Sebastian,
The bottom line is that matching is NP-Hard. It reduces to the subGraph isomporphism problem. So in general, there is no solution.
In your case, you might get better results by moving the highly constrained condition down the set of conditions to improve sharing. This might penalize an individual production, while improving the overall performance.
There has been work done on creating a better ordering (I've summarized what limited amount I know below). However, there is no perfect solution.
Gary
---- Re-ordering conditions
However, I know of several solution attempts for re-ordering conditions that have been tried in the research/development commumunity.
1) Automatic ordering of conditions (CMU does this) but the orderings I've seen have always been done based upon a static analysis of the conditions. I've never seen re-ordering to maximize sharing.
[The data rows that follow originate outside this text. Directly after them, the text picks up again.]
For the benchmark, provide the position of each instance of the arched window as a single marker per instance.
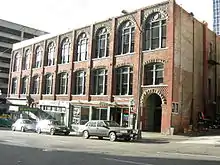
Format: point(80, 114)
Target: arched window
point(154, 73)
point(80, 83)
point(26, 60)
point(124, 80)
point(36, 84)
point(99, 82)
point(50, 54)
point(16, 62)
point(82, 47)
point(126, 40)
point(102, 43)
point(49, 84)
point(24, 85)
point(14, 85)
point(65, 51)
point(155, 32)
point(38, 57)
point(63, 89)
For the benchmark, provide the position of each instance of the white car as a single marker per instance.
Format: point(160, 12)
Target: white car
point(23, 125)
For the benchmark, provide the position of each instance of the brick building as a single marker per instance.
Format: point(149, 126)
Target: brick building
point(95, 72)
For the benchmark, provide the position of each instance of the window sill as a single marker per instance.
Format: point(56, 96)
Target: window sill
point(78, 95)
point(99, 95)
point(123, 95)
point(161, 85)
point(80, 61)
point(102, 58)
point(127, 54)
point(153, 50)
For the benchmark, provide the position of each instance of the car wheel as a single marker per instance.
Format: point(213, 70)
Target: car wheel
point(100, 137)
point(112, 136)
point(67, 133)
point(52, 132)
point(22, 129)
point(86, 134)
point(127, 139)
point(38, 131)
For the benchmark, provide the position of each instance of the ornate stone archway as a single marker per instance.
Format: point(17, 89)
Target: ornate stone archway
point(148, 92)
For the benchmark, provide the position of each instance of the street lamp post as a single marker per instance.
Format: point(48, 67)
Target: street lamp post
point(140, 68)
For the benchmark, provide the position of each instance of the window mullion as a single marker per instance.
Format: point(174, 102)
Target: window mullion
point(160, 34)
point(128, 84)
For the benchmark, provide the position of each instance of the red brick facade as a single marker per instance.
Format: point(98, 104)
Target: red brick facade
point(178, 82)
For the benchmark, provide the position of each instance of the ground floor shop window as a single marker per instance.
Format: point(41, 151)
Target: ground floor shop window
point(99, 113)
point(120, 115)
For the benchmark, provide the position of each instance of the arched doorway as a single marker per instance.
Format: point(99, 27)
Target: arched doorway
point(154, 113)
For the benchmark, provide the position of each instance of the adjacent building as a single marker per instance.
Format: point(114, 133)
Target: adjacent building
point(157, 66)
point(11, 33)
point(216, 16)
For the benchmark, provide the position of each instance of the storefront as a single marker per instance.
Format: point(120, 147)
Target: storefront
point(59, 110)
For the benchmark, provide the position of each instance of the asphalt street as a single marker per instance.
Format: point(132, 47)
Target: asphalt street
point(18, 148)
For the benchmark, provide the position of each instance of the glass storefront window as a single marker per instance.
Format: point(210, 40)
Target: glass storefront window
point(84, 115)
point(99, 114)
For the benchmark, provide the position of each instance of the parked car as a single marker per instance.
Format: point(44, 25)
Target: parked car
point(4, 122)
point(24, 125)
point(104, 128)
point(51, 126)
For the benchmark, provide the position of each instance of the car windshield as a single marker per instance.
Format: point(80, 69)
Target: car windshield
point(111, 124)
point(27, 121)
point(55, 123)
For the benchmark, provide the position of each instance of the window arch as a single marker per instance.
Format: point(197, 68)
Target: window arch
point(124, 80)
point(102, 43)
point(38, 57)
point(24, 88)
point(16, 62)
point(82, 47)
point(63, 83)
point(49, 84)
point(36, 84)
point(80, 82)
point(14, 85)
point(26, 59)
point(99, 82)
point(126, 38)
point(155, 32)
point(51, 54)
point(65, 51)
point(154, 73)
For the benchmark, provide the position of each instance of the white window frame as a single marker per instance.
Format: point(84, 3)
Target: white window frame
point(64, 77)
point(96, 76)
point(151, 21)
point(26, 61)
point(82, 41)
point(50, 55)
point(38, 57)
point(128, 72)
point(65, 52)
point(154, 70)
point(36, 81)
point(80, 74)
point(130, 27)
point(14, 86)
point(16, 62)
point(103, 32)
point(49, 84)
point(24, 85)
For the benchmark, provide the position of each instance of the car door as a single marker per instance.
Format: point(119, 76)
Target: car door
point(92, 127)
point(102, 130)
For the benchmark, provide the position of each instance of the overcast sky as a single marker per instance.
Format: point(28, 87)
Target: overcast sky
point(56, 16)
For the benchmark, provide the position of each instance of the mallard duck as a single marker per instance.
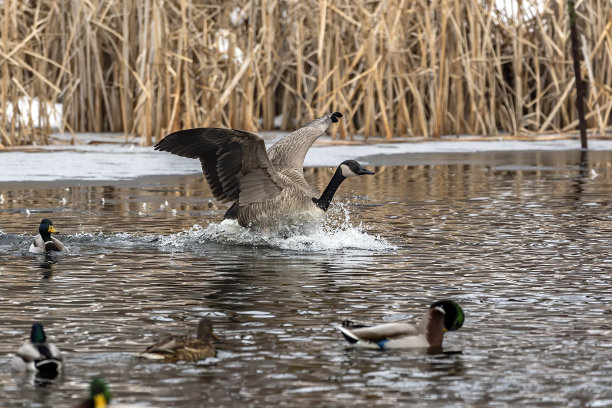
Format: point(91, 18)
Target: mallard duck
point(44, 242)
point(268, 188)
point(442, 316)
point(185, 348)
point(38, 355)
point(99, 395)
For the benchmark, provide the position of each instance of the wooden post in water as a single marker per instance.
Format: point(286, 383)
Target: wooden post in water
point(579, 83)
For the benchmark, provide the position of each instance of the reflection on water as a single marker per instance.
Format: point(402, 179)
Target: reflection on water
point(521, 241)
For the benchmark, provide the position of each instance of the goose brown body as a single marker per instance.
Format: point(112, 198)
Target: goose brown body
point(267, 188)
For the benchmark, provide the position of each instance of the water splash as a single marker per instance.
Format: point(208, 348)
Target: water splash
point(336, 233)
point(314, 238)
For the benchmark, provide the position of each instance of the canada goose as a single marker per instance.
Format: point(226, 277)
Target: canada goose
point(99, 395)
point(44, 242)
point(268, 188)
point(442, 316)
point(38, 355)
point(185, 348)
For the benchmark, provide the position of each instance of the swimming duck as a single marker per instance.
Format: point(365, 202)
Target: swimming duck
point(184, 348)
point(38, 355)
point(99, 395)
point(44, 242)
point(267, 188)
point(442, 316)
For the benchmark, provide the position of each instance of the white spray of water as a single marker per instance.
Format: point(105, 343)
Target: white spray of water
point(313, 238)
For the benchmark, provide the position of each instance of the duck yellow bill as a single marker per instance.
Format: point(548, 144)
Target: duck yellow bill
point(99, 401)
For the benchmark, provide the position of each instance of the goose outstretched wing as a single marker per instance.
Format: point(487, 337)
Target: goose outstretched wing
point(234, 162)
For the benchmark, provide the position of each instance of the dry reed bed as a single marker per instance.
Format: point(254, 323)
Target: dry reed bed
point(394, 67)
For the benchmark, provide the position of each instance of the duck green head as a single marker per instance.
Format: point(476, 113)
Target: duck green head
point(46, 227)
point(37, 335)
point(99, 393)
point(453, 314)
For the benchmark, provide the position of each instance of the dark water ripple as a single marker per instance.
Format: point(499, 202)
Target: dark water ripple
point(524, 249)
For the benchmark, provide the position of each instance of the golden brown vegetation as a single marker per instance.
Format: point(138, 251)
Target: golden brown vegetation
point(394, 68)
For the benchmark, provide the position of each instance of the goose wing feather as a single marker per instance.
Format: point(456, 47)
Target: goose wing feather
point(385, 331)
point(234, 162)
point(289, 152)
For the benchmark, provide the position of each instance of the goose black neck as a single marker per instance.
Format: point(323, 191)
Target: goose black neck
point(330, 190)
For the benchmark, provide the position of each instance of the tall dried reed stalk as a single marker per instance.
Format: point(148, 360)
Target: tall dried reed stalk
point(393, 67)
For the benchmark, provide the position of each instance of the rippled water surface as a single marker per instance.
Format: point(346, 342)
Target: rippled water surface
point(521, 240)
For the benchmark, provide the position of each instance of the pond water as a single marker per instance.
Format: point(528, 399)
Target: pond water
point(522, 241)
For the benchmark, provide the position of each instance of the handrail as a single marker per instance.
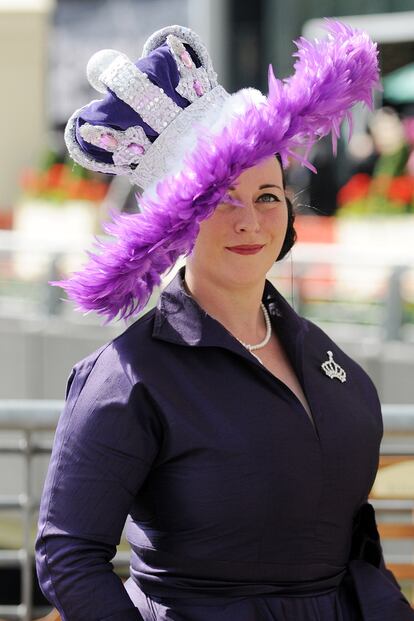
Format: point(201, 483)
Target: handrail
point(28, 417)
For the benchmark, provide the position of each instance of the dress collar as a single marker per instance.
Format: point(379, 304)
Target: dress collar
point(180, 319)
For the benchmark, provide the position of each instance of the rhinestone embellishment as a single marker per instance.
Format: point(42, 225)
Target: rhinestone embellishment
point(332, 369)
point(127, 146)
point(135, 88)
point(194, 81)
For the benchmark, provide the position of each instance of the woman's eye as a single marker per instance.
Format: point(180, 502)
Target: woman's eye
point(268, 198)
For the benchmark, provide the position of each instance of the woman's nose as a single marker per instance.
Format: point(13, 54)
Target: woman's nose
point(247, 218)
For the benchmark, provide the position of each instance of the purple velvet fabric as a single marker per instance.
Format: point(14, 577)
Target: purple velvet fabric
point(111, 111)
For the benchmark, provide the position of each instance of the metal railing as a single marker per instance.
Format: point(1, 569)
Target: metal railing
point(395, 265)
point(29, 417)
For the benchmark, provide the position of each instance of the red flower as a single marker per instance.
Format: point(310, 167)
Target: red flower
point(401, 189)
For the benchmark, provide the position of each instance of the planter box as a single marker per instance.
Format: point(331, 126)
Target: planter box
point(47, 228)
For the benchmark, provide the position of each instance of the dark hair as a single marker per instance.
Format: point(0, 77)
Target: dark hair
point(290, 237)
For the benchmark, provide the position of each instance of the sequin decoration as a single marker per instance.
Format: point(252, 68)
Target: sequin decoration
point(194, 81)
point(188, 36)
point(127, 146)
point(134, 88)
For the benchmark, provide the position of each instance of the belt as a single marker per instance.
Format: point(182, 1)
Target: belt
point(378, 593)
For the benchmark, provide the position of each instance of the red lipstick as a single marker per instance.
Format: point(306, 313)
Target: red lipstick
point(245, 249)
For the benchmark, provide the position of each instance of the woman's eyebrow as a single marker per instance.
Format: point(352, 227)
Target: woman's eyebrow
point(269, 185)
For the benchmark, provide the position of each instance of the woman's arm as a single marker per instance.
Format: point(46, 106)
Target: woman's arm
point(106, 440)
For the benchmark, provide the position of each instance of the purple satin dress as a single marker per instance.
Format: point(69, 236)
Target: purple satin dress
point(239, 507)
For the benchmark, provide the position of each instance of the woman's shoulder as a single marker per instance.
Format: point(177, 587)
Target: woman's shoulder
point(318, 340)
point(117, 360)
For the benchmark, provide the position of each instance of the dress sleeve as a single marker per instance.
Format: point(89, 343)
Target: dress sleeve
point(107, 437)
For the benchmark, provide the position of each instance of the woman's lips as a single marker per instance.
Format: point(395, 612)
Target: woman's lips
point(245, 249)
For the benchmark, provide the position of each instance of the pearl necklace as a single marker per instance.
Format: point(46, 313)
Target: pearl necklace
point(268, 333)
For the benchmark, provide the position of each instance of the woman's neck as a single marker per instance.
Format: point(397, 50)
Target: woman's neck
point(237, 308)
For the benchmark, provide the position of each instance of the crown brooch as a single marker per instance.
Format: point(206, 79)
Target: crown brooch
point(332, 368)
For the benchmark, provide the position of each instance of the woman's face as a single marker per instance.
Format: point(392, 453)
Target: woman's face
point(261, 221)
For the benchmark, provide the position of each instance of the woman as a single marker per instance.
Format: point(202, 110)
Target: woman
point(237, 437)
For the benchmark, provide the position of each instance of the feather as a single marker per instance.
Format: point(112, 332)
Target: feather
point(330, 77)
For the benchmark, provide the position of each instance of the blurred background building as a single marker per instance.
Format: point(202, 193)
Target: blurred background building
point(352, 270)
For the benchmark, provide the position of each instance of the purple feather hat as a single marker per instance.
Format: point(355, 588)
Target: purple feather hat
point(167, 125)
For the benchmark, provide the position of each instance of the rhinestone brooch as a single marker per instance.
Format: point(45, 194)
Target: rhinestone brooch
point(333, 369)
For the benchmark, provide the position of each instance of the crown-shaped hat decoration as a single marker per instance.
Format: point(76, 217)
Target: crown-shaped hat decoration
point(133, 153)
point(198, 140)
point(332, 368)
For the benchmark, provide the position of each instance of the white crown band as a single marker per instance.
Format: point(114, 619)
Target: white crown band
point(133, 154)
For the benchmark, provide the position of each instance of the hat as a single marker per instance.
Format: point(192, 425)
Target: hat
point(167, 125)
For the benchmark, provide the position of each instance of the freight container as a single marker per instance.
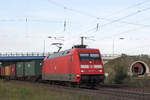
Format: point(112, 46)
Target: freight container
point(20, 69)
point(33, 68)
point(13, 70)
point(7, 71)
point(2, 71)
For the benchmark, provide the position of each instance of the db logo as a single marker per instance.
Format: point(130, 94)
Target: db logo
point(90, 62)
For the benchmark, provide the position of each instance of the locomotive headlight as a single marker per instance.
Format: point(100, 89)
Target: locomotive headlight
point(84, 66)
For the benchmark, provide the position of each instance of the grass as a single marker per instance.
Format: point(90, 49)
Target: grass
point(15, 91)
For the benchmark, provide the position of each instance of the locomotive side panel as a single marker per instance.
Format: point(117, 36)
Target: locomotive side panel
point(58, 69)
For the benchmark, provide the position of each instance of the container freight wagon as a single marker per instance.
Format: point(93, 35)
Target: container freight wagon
point(7, 72)
point(2, 72)
point(33, 70)
point(75, 65)
point(20, 70)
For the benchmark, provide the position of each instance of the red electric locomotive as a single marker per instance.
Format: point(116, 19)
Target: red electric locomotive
point(77, 65)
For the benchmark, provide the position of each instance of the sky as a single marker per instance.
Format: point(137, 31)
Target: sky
point(26, 24)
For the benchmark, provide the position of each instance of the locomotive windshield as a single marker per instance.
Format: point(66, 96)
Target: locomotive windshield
point(89, 56)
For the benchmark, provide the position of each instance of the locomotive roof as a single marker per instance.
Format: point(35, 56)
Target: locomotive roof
point(63, 53)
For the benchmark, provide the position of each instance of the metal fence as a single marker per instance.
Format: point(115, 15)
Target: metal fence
point(42, 54)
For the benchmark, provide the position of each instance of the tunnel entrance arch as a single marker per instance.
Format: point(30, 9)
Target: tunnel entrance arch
point(139, 68)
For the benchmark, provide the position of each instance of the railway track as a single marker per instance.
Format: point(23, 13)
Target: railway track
point(107, 93)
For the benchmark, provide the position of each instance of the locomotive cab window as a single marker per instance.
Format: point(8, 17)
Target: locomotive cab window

Given re-ordered conditions, and a few rete tricks Bob Doorenbos had a production system with a million productions, that didn't slow down when more productions were added. However, if the problem was like your's (with a growing number of constants), he could only achieve a linear slowdown as more productions were added.
2) Growing the Rete as a binary tree. Given conditions a b c d and e the rete would look like
a b c d e
\ / \ / /
J J /
\ / /
J /
\ /
J
Inference used to do this. If you have lots of common sub-expressions this might improve sharing. Inference thought so. I've never seen any results though, and I wonder if the beta memories (at the J nodes) have unrelated alpha memories then that might result in large cross products.
-----Original Message-----
From: Sebastian Varges [mailto:[EMAIL PROTECTED]]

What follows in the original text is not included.